Had Wildman sought to address all the items in Reese's list of suggestions while maintaining his superior level of scholarship, he would have had to write a third volume.[4]

Though his book is highly informative, Reese has done little work in western archives and none at all in Russian ones. His bibliography is thin as well. He has consciously decided to step away from the historiography of the imperial Russian armed forces in order to present his own original thesis about the army in 1917: that the Russian military system was afflicted by a pervasive discontent among its soldiers in the face of ill treatment by both the regime and their officers. The soldiers' revolt, too, was the product of long-term social, political, and economic grievances.

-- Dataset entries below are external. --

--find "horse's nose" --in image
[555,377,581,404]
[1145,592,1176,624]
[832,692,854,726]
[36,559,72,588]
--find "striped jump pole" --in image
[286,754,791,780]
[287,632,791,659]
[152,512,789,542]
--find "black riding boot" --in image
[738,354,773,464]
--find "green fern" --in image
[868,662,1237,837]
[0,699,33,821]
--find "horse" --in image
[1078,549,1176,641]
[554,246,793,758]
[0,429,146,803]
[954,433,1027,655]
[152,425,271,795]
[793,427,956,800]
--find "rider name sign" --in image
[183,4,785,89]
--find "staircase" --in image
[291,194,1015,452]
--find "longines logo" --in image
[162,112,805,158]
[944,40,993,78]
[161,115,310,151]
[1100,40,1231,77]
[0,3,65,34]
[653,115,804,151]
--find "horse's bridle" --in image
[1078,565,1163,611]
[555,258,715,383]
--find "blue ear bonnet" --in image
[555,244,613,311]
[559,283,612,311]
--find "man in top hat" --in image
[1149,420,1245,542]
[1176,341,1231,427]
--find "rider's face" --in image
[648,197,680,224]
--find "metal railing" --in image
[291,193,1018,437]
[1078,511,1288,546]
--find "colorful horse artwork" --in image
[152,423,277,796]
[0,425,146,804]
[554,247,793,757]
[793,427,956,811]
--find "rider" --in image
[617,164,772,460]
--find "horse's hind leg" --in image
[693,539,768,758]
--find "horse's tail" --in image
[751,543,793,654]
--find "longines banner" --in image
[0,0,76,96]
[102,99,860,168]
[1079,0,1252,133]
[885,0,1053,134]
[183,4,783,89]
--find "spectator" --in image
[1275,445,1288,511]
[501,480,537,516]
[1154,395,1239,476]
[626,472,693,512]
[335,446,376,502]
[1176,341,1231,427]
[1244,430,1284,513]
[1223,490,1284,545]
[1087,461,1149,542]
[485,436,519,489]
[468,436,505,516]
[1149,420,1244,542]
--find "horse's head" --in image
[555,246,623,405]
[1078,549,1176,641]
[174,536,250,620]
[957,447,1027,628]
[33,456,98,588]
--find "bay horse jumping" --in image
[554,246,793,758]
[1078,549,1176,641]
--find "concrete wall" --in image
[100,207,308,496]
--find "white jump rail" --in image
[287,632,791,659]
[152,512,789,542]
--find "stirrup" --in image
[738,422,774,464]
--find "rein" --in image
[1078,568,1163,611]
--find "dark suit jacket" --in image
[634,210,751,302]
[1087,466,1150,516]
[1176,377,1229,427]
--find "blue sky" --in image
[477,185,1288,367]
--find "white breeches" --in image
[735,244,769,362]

The Imperial Russian Army in Peace, War, and Revolution should be read for its wealth of information. But more than that is required to challenge well founded conventional scholarship. Too many of Roger Reese's conclusions amount to overreach and add little that is new to the field of Russian military history.

[1] His previous works include Stalin's Reluctant Soldiers: A Social History of the Red Army, 1925–1941 (Lawrence: U Pr of Kansas, 1996), Red Commanders: A Social History of the Soviet Army Officer Corps, 1918–1991 (id., 2005), and Why Stalin's Soldiers Fought: The Red Army's Military Effectiveness in World War II (id., 2011).

[2] Giants of the Grand Siècle: The French Army 1610–1715 (NY: Cambridge U Pr, 1997).

[3] Vol. 1: The Old Army and the Soldiers' Revolt, vol. 2: The Road to Soviet Power and Peace (Princeton: Univ. Pr, 2016/2019).

[4] Reese is similarly critical of other respected scholars, including John L.H. Keep, John Bushnell, and Bruce Menning.